Solved: How to winsorize

Thomas_mp · Posted 06-26-2015 01:45 PM

Hello, I have several (hundreds of) variables that I need to “winsorize” at some level, let us say at the 95% and 5%. As you know, this means that all the observations with values > 95 percentile take the value of the 95% percentile , and all observations with value less than the 5% percentile take the value of the 5th percentile. I have been using the proc univariate, get the p5 and p95, and use “if” statements : For instance for a variable Raw1, I compute the 95 and 5 percentiles, I create a new variable Raw1_w and I "winsorize" it with if statements. Raw1_w = Raw1; if Raw1 < Raw1_p5 then Raw1_w = Raw1_p5; if Raw1 > Raw1_p95 then Raw1_w = Raw1_p95; if Raw1 =. then Raw1_w = .; The problem is that when I have several hundreds variables, this 4 lines of code per variable result in a very complex and very long program and I make mistakes too frequently .. , and I was wondering if you can think in a better solution to do this. Thank you !!!,

Reeza · Posted 06-26-2015 01:49 PM

Use a macro.

Here's one that caps outliers using 25/75 but could easily be modified for 5/95 and caps them.

SAS Box-Plot/Tukey Method of Capping Outliers

If it's to calculate means/statistics proc univariate will also do that using winsorize option.

View solution in original post

Reeza · Posted 06-26-2015 01:49 PM

Use a macro.

Here's one that caps outliers using 25/75 but could easily be modified for 5/95 and caps them.

SAS Box-Plot/Tukey Method of Capping Outliers

If it's to calculate means/statistics proc univariate will also do that using winsorize option.

Thomas_mp · Posted 06-26-2015 04:53 PM

Thank you again Reeza, My first time using these macros. It works. Would you know by a chance how to modify the macro so the winsorized variables have different names than the original varialbes? For instance, creating new names for the winsorized variables adding _winsor to the original name? I tried several things but I was not successful Thank you again

Reeza · Posted 06-26-2015 04:58 PM

Modify the macro slightly - I'm adding the win to the beginning of the variable because that will allow you to use naming shortcuts in SAS later on if required.

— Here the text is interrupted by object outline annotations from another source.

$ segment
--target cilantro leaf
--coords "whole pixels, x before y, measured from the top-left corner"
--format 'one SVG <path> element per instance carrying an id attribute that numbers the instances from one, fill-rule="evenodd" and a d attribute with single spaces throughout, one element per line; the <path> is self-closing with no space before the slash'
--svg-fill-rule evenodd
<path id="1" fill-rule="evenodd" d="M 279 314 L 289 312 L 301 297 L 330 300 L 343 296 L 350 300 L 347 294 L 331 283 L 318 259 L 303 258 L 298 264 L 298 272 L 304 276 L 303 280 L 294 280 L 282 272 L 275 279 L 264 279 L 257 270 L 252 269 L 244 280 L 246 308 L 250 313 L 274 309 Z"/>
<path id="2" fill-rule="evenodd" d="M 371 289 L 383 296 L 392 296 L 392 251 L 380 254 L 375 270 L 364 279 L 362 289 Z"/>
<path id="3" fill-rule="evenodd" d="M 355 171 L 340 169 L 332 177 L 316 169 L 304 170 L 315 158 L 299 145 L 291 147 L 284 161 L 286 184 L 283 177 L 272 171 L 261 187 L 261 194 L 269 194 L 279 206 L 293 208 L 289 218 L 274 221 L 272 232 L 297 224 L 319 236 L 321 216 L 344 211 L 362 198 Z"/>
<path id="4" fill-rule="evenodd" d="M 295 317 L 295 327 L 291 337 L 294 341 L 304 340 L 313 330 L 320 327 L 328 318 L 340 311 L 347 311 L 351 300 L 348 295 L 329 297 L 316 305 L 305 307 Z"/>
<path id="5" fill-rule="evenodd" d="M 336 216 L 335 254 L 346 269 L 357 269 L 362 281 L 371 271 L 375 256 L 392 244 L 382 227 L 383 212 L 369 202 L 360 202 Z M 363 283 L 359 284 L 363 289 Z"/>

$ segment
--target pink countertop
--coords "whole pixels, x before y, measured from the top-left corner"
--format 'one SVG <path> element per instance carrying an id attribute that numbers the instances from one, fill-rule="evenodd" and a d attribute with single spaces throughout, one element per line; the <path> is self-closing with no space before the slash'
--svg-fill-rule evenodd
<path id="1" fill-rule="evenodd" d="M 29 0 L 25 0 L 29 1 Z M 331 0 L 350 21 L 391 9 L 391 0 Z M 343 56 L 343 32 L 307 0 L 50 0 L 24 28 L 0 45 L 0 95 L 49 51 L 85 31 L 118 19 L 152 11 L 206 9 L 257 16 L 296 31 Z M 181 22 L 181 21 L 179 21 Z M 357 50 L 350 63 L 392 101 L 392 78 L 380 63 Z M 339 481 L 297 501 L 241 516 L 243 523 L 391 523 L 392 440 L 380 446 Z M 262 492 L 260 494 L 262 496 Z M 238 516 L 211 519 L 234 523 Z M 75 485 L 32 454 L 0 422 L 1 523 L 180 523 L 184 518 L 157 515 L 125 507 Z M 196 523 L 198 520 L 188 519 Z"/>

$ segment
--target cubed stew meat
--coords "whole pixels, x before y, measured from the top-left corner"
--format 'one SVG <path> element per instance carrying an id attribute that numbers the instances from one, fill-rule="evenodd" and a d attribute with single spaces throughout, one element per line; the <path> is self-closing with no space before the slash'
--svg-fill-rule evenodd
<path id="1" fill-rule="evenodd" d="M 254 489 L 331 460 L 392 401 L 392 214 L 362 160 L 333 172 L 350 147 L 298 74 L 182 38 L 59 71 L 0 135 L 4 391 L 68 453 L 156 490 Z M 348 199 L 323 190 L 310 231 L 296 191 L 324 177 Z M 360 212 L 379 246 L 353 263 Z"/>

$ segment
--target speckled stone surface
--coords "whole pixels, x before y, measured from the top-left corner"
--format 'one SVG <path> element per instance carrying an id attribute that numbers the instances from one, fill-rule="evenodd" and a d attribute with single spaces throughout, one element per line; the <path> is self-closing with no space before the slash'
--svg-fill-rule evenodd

%macro cap(dset=,var=, lower=, upper=);

data &dset;

set &dset;

win_&var = &var;

if &var>&upper then win_&var=&upper;

if &var<&lower then win_&var=&lower;

run;

%mend;

Thomas_mp · Posted 06-26-2015 06:14 PM

Thank you again !!!!

Ksharp · Posted 06-27-2015 03:12 AM

Here is a simple IML code .

Code: Program

data have;
 do i=1 to 100;
  a=ceil(ranuni(1)*100);
  b=ceil(ranuni(2)*100);
  output;
 end;
 drop i;
run;


%let low=0.05 ;
%let high=0.95 ;

proc iml;
use have;
read all var _num_ into x[c=vname];
close have;
call qntl(q,x,{&low ,&high});

do i=1 to ncol(x);
 x[loc(x[,i]<q[1,i]),i]=q[1,i];
 x[loc(x[,i]>q[2,i]),i]=q[2,i];
end;

create want from x[c=vname];
append from x;
close want;

quit;

Xia Keshan

Rick_SAS · Posted 06-29-2015 10:51 AM

The previous solutions have two problems:

1) They do not correctly Winsorize the data

2) They do not handle missing values

Winsorization does not involve quantiles. To Winsorize, you specify an integer k. You then replace the lowest (nonmissing) k values by the (k+1)st ordered value, and replace the highest k values by the (n-k)th ordered value, where n is the number of nonmissing observations.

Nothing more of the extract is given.